[Russian Energy Ministry Proposes New Tax Reform for Oil Sector, Advocates Expanding Excess Profit Tax to Ease Industry Burden]
According to Izvestia in May, Russia’s Ministry of Energy is preparing a new “tax maneuver” aimed at easing the fiscal burden on oil and gas companies and attracting investment. At a recent industry conference, ministry officials announced plans to reform the tax regime for oil producers. Core measures include expanding the application of the excess profit tax (EPT), granting reductions in the mineral extraction tax (MET), and offering incentives for geological exploration activities.
Anton Rubtsov, Head of the Oil and Gas Development Department under the ministry, stated that the reform is grounded in the "Energy Strategy 2050", which has already been adopted.
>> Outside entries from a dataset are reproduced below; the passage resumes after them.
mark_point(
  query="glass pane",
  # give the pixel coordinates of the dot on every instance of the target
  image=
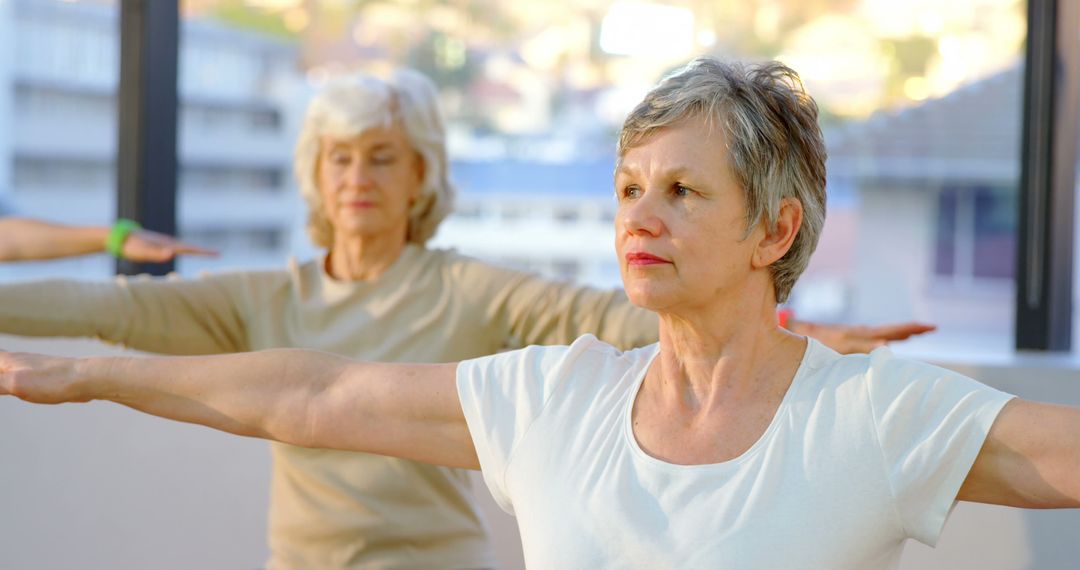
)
(241, 92)
(58, 73)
Under this strategy, Russia aims to maintain annual oil production at 540 million tonnes for the next 25 years — a goal that will increasingly depend on the development of hard-to-recover reserves (HTR).
Data shows that from 2010 to 2024, the share of HTR in Russia's oil output structure has surged from 20% to 63%. Over the same period, average well flow rates have dropped from 43.4 tonnes to 25.3 tonnes per day, and water cut has risen from 28.8% to 52.3%. The share of horizontal drilling has also grown sharply, from 10.1% to 64%, indicating significantly higher development complexity and costs.
However, the proposed tax reform still faces resistance from the Ministry of Finance.